Oracle Data Mining embeds data mining in the Oracle database. The data never leaves the database -- the data, data preparation, model building, and model scoring activities all remain in the database. This enables Oracle to provide an infrastructure for data analysts and application developers to integrate data mining seamlessly with database applications.
Oracle Data Mining is designed for programmers, systems analysts, project managers, and others interested in developing database applications that use data mining to discover hidden patterns and use that knowledge to make predictions.
There are two interfaces: a Java API and a PL/SQL API. The Java API assumes a working knowledge of Java, and the PL/SQL API assumes a working knowledge of PL/SQL. Both interfaces assume a working knowledge of application programming and familiarity with SQL to access information in relational database systems.

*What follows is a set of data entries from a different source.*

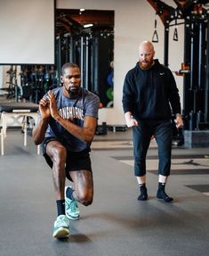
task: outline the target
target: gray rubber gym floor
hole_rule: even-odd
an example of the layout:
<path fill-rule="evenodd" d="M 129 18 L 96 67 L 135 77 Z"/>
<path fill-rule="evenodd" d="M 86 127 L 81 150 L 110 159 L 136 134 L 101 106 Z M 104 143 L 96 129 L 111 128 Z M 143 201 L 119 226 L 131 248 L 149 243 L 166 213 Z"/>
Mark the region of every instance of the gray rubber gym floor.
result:
<path fill-rule="evenodd" d="M 139 202 L 133 173 L 130 132 L 96 136 L 92 162 L 94 201 L 79 206 L 71 235 L 52 238 L 56 204 L 51 169 L 28 136 L 8 130 L 0 156 L 1 256 L 197 256 L 209 255 L 209 149 L 173 150 L 166 192 L 157 200 L 155 143 L 148 155 L 149 200 Z"/>

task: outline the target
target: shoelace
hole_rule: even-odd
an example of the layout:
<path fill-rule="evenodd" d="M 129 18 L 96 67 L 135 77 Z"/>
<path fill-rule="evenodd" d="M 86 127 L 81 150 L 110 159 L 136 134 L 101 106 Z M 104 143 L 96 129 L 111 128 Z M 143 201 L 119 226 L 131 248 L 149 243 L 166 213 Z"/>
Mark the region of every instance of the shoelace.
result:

This document describes using the Java and PL/SQL interface to write application programs that use data mining. It is organized as follows:
- Chapter 1 introduces ODM.
- Chapter 2 and Chapter 3 describe the Java interface. Chapter 2 provides an overview; Chapter 3 provides details. Reference information for methods and classes is available with Javadoc. The demo Java programs are described in Table 3-1. The demo programs are available as part of the installation; see the README file for details.
- Chapter 4 and Chapter 5 describe the PL/SQL interface. Basics are described inChapter 4, and demo PL/SQL programs are described in Chapter 5.
- Reference information for the PL/SQL functions and procedures is included in the PL/SQL Packages and Types Reference. The demo programs themselves are available as part of the installation; see the README file for details.
- Chapter 6 describes programming with BLAST, a set of table functions for performing sequence matching searches against nucleotide and amino acid sequence data stored in an Oracle database.
- Chapter 7 describes how to use the PL/SQL interface to do text mining.
- Appendix A contains an example of binning.
- Appendix B provides tips and techniques useful in both the Java and the PL/SQL interface.
1.1 ODM Requirements and Constraints
Anyone writing an Oracle Data Mining program must observe the following requirements and constraints:
- Attribute Names in ODM: All attribute names in ODM are case-sensitive and limited to 30 bytes in length; that is, attribute names may be quoted strings that contain mixed-case characters and/or special characters. Simply put, attribute names used by ODM follow the same naming conventions and restrictions as column names or type attribute names in Oracle.
- Mining Object Names in ODM: All mining object names in ODM are 25 or fewer bytes in length and must be uppercase only. Model names may contain the underscore ("_") but no other special characters. Certain prefixes are reserved by ODM (see below) and should not be used in mining object names.
- ODM Reserved Prefixes: The prefixes
DM_ are reserved for use by ODM across all schema object names in a given Oracle instance.
Users must not directly access these ODM internal tables, that is, they should not execute any DDL, Query, or DML statements directly against objects named with these prefixes. Oracle recommends that you rename any existing objects in the database with these prefixes to avoid confusion in your application data management.
- Input Data for Programs Using ODM: All input data for ODM programs must be presented to ODM as an Oracle-recognized table, whether a view, table, or table function output.